The Story of Genetically Modified Babies – Standing at the Crossroad Copy

The creation of genetically edited babies by Dr. He Jiankui, a Chinese researcher was a breaking news headline in 2018. The discovery of CRISPR/Cas9 has made genome editing easier and less expensive compared to other techniques such as TALENs and ZFNs. It was the first recorded attempt to implant genetically modified embryos in two women who had arrived at the Southern University of Science and Technology (SUSTech) in June 2017 for their fertility problems. The women underwent in vitro fertilisation and were also convinced to participate in an experiment that no one had dared to conduct before.

Dr. He recruited these couples as a part of his experimental endeavours since both of their husbands were infected with HIV and were being managed with ART therapy. Having rationalised that their offspring would be at a risk of HIV, Dr. He conducted genome editing using CRISPR to reduce their risk of HIV infection in the future. The concept of germline edited has remained highly debated and is restricted in most countries since such genetic edits could be easily passed across generations and so would the unintended modifications and their adverse effects if any.

CCR5 gene in humans encodes a protein that facilities the entry of HIV into host cells. Dr. He intended to create human embryos that would be HIV resistant by preventing the entry of HIV into host cells after birth. To eliminate the protein encoded by the CCR5 gene, Dr. He used CRISPR/Cas9 to delete the specific 32 base pair gene segment of CCR5. Since this mutation is found to be prevalent in about 10% of Europeans naturally, it was presumed that such a delta 32 mutation would not have an adverse health effect on the babies after their birth.

Although the babies have not been monitored after their birth, there were several ethical debates right after the experiment was revealed. The basic need to edit the CCR5 gene was questioned since HIV was manageable with ART and promisingly curable with CRISPR/Cas9 based therapeutics. Moreover, although the delta 32 mutation was believed to be benign, it is now known that it plays a definitive role in our immunity against the West Nile virus and Japanese encephalitis, and the presence of the delta 32 mutation in the CCR5 gene increases susceptibility towards these diseases. Furthermore, the possibility of mosaicism meant that all cells within the body would not have the specific delta 32 mutations, implying that the genetically edited babies would still be at a risk of HIV infection. In fact, one of the babies, named Lulu, showed one normal CCR5 gene which meant that the babies were still at a risk of HIV infection. Additionally, the possibility of off-target effects in the genetically edited embryos could not be ruled out which could lead to adverse effects interfering with their normal biological processes in the future.

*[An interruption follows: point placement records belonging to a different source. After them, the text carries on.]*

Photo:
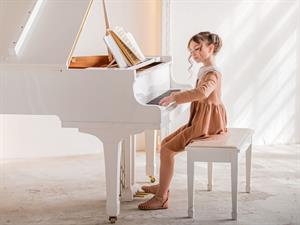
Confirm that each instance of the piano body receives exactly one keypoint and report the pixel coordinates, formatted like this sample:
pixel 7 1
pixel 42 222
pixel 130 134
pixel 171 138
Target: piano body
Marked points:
pixel 109 103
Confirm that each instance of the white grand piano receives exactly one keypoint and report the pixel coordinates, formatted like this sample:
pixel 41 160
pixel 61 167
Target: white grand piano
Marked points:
pixel 109 103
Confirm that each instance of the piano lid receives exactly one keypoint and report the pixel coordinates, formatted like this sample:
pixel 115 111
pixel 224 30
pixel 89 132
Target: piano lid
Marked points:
pixel 52 31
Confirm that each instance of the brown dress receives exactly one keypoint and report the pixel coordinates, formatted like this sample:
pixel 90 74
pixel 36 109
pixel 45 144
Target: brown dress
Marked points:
pixel 207 113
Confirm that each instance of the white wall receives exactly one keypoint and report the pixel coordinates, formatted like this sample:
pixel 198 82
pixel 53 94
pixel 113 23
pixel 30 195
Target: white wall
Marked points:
pixel 259 60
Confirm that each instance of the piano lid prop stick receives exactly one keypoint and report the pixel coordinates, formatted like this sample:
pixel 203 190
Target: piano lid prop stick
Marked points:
pixel 110 57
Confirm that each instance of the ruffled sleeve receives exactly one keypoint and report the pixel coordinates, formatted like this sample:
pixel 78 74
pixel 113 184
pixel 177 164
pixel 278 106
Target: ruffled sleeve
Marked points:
pixel 202 91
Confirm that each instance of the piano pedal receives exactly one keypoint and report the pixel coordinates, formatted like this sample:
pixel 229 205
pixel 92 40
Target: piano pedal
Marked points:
pixel 140 194
pixel 152 179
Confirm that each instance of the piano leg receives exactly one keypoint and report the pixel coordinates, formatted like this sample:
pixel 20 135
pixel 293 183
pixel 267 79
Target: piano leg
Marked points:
pixel 112 155
pixel 130 187
pixel 150 144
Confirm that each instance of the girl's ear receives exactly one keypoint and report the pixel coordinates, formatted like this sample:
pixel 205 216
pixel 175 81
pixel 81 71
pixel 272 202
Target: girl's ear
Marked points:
pixel 211 48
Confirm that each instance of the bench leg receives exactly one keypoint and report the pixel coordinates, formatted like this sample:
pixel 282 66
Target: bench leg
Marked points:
pixel 190 179
pixel 209 171
pixel 248 167
pixel 234 178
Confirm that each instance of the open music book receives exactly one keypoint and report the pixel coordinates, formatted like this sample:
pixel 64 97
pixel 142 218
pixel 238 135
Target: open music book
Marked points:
pixel 123 47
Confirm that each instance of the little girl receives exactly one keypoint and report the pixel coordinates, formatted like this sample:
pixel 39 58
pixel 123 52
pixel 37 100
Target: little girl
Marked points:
pixel 207 115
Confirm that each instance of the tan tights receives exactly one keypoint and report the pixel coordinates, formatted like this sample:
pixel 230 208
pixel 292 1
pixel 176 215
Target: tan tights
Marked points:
pixel 167 161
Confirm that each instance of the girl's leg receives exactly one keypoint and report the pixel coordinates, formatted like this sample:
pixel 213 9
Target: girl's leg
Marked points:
pixel 167 161
pixel 160 200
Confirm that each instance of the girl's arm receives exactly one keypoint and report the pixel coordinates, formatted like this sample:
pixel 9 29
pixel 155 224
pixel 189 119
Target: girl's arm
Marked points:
pixel 199 93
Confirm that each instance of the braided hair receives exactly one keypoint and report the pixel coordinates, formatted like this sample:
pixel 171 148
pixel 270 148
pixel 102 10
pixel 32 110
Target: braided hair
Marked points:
pixel 208 38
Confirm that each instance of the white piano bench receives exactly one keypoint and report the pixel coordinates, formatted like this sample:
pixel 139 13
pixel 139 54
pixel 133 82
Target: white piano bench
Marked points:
pixel 227 150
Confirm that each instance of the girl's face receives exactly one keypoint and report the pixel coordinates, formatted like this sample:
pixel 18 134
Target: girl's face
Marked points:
pixel 201 52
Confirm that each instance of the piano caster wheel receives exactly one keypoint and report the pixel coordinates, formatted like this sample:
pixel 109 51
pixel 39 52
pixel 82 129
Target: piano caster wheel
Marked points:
pixel 152 179
pixel 112 219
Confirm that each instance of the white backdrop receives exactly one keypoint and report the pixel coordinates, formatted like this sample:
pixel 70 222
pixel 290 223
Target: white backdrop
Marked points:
pixel 259 60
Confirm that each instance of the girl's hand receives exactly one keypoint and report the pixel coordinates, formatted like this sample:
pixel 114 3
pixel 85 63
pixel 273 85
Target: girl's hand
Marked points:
pixel 166 100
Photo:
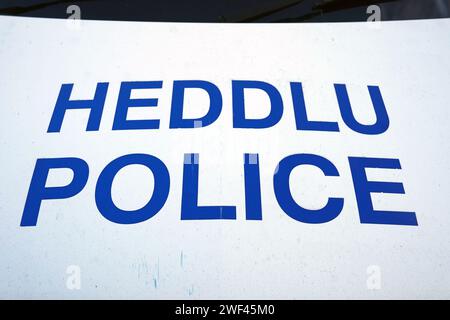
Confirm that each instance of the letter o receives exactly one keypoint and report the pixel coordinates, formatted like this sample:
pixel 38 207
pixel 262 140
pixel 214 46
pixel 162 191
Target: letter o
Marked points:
pixel 103 197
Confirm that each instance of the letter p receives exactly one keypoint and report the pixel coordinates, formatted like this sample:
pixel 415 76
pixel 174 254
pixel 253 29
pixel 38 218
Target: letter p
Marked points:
pixel 38 191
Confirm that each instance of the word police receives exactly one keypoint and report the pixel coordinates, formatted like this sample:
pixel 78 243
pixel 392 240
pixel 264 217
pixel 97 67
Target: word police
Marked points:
pixel 190 210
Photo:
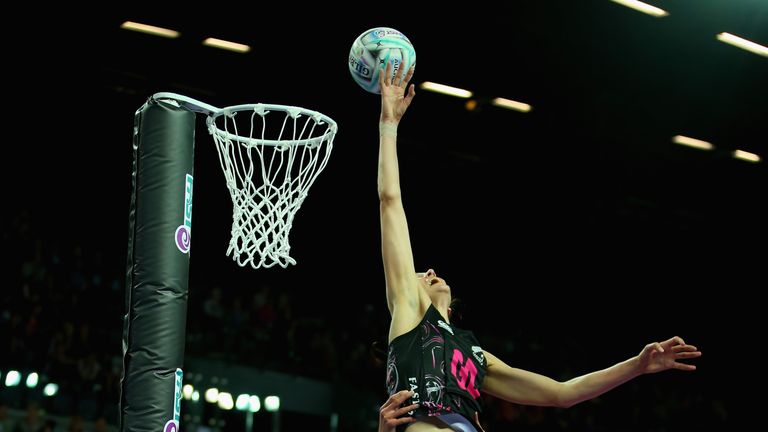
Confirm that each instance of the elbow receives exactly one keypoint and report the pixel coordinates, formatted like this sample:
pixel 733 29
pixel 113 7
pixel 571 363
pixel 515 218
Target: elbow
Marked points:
pixel 563 399
pixel 388 196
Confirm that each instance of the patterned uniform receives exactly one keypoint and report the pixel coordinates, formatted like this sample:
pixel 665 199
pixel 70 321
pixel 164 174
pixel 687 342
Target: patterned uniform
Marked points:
pixel 442 364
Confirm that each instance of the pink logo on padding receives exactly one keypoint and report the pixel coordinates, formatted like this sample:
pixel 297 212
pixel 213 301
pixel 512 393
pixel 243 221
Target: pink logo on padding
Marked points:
pixel 466 373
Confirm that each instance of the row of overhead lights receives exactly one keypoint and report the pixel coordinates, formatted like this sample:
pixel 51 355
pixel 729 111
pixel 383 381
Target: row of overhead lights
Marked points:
pixel 173 34
pixel 722 37
pixel 725 37
pixel 13 379
pixel 225 400
pixel 499 101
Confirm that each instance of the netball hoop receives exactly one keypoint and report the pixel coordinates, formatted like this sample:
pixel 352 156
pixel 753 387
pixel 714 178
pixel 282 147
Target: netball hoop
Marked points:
pixel 271 156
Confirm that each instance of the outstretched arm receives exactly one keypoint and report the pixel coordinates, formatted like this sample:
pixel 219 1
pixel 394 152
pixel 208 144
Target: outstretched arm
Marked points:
pixel 527 388
pixel 399 270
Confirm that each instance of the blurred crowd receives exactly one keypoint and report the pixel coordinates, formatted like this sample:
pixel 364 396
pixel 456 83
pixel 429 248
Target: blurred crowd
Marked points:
pixel 61 316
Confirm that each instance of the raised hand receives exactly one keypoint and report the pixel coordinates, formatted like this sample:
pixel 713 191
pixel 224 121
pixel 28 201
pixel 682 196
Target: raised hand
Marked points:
pixel 391 412
pixel 659 356
pixel 394 100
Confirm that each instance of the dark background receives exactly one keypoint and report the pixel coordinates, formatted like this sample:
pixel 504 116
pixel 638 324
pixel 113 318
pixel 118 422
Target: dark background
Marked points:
pixel 578 227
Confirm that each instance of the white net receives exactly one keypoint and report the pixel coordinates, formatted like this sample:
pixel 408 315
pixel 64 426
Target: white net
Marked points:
pixel 271 156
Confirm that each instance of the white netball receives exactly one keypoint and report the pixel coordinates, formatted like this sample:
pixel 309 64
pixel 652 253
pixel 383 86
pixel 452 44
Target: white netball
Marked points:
pixel 373 49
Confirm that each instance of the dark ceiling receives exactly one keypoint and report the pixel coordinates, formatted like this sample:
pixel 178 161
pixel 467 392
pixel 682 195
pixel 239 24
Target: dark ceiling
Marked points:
pixel 586 187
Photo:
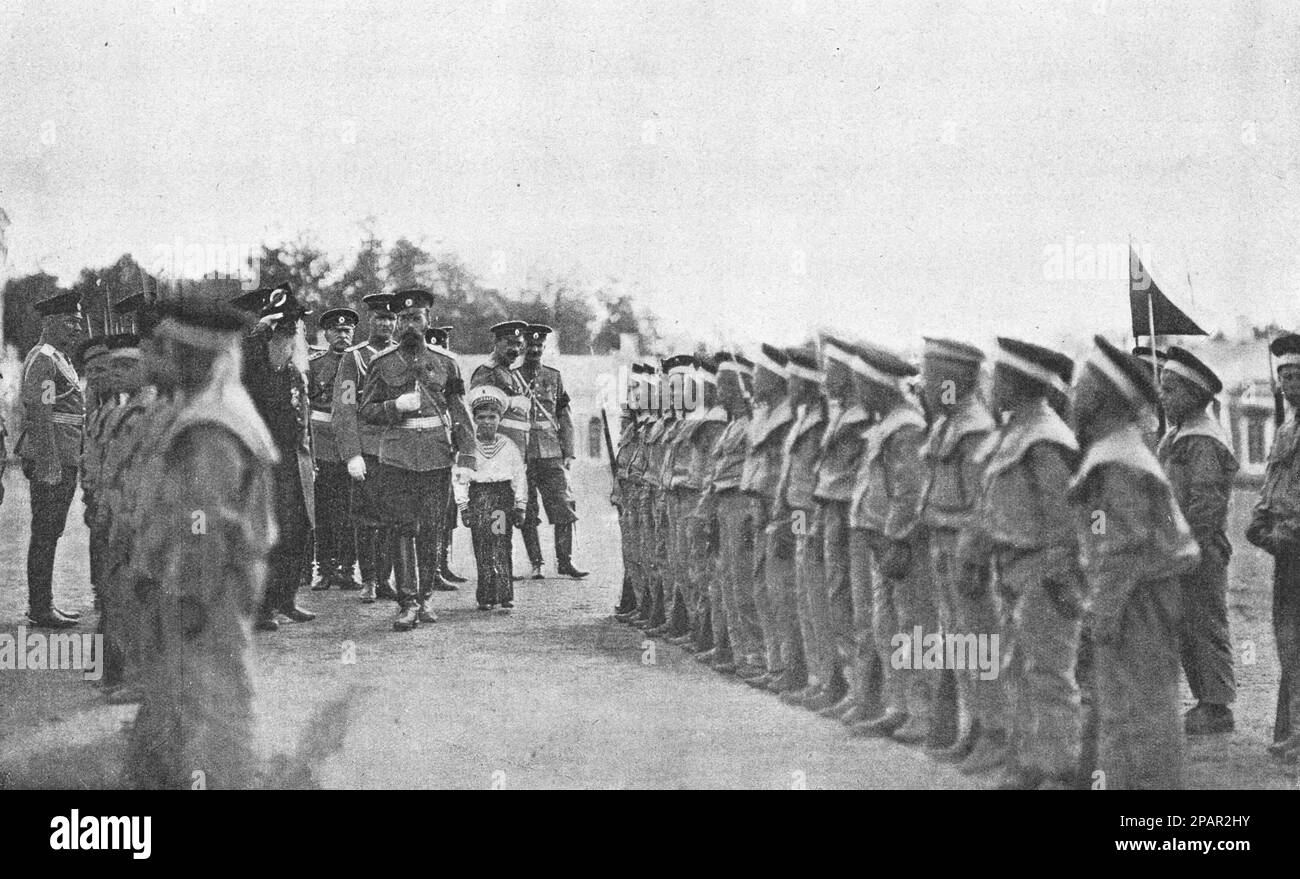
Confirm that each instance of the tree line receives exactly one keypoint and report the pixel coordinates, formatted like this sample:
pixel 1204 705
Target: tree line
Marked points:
pixel 588 319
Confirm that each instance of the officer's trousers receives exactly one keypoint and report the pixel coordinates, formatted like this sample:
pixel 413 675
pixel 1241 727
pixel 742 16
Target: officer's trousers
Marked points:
pixel 1043 607
pixel 1207 645
pixel 1140 740
pixel 736 538
pixel 50 505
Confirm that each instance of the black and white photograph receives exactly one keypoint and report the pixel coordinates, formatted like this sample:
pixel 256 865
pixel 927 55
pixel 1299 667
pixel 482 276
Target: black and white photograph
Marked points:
pixel 772 394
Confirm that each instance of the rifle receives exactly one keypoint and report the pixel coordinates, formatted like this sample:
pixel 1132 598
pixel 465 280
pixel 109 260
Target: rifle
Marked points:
pixel 609 445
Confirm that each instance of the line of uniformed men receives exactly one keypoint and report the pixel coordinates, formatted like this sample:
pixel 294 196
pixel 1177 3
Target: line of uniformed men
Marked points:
pixel 797 520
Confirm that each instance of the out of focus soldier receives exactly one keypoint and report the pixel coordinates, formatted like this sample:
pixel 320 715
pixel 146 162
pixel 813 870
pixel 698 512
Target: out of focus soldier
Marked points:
pixel 359 447
pixel 836 475
pixel 806 611
pixel 1134 545
pixel 91 360
pixel 50 446
pixel 550 454
pixel 628 493
pixel 703 546
pixel 416 395
pixel 1199 462
pixel 1025 527
pixel 1275 528
pixel 440 337
pixel 276 377
pixel 336 544
pixel 965 598
pixel 735 611
pixel 774 549
pixel 889 550
pixel 211 499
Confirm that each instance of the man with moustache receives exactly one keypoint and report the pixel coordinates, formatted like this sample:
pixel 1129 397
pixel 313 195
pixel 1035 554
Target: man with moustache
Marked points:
pixel 336 544
pixel 276 377
pixel 550 454
pixel 359 447
pixel 50 446
pixel 416 397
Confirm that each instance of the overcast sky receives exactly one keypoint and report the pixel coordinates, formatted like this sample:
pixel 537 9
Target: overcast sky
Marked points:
pixel 758 168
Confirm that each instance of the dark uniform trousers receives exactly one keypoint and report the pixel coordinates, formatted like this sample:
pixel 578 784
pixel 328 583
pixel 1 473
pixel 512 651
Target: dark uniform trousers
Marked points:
pixel 50 506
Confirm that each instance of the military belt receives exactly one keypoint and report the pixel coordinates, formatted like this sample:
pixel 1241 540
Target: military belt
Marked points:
pixel 423 423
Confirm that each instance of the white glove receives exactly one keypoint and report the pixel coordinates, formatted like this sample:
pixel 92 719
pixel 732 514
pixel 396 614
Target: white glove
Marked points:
pixel 356 468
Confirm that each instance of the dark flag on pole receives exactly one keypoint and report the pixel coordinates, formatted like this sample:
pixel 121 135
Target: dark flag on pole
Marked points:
pixel 1151 310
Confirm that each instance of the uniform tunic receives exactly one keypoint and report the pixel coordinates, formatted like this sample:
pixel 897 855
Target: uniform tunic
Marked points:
pixel 1134 545
pixel 1200 466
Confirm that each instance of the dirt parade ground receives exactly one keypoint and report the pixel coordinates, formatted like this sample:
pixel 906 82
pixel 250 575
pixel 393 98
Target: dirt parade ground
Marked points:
pixel 551 695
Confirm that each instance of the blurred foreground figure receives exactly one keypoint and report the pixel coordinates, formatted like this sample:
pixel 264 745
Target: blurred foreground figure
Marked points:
pixel 208 524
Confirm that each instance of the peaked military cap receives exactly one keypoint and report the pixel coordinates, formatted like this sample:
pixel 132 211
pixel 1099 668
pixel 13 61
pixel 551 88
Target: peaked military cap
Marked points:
pixel 1043 366
pixel 883 367
pixel 412 298
pixel 339 317
pixel 282 303
pixel 377 302
pixel 802 364
pixel 1286 350
pixel 508 328
pixel 1184 364
pixel 772 359
pixel 537 332
pixel 61 303
pixel 1123 372
pixel 252 301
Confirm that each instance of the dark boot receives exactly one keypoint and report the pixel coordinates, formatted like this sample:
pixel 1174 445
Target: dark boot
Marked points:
pixel 564 551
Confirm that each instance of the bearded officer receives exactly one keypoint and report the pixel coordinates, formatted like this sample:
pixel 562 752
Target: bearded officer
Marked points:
pixel 550 454
pixel 50 446
pixel 276 376
pixel 1197 458
pixel 359 446
pixel 415 394
pixel 336 544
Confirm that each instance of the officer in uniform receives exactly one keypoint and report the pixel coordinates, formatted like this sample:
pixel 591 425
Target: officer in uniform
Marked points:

He Jiankui was later fined and sentenced to imprisonment for 3 years due to conduct of illegal medical practices. The scientific community also confronted the discomforting truth that genome editing regulations and restrictions were violated and CRISPR’s power was unleashed inappropriately. However, this story awakened the world to the concept of genome editing, especially CRISPR/Cas9 technology and its immense prospect of not only treating patients but also protecting future generations.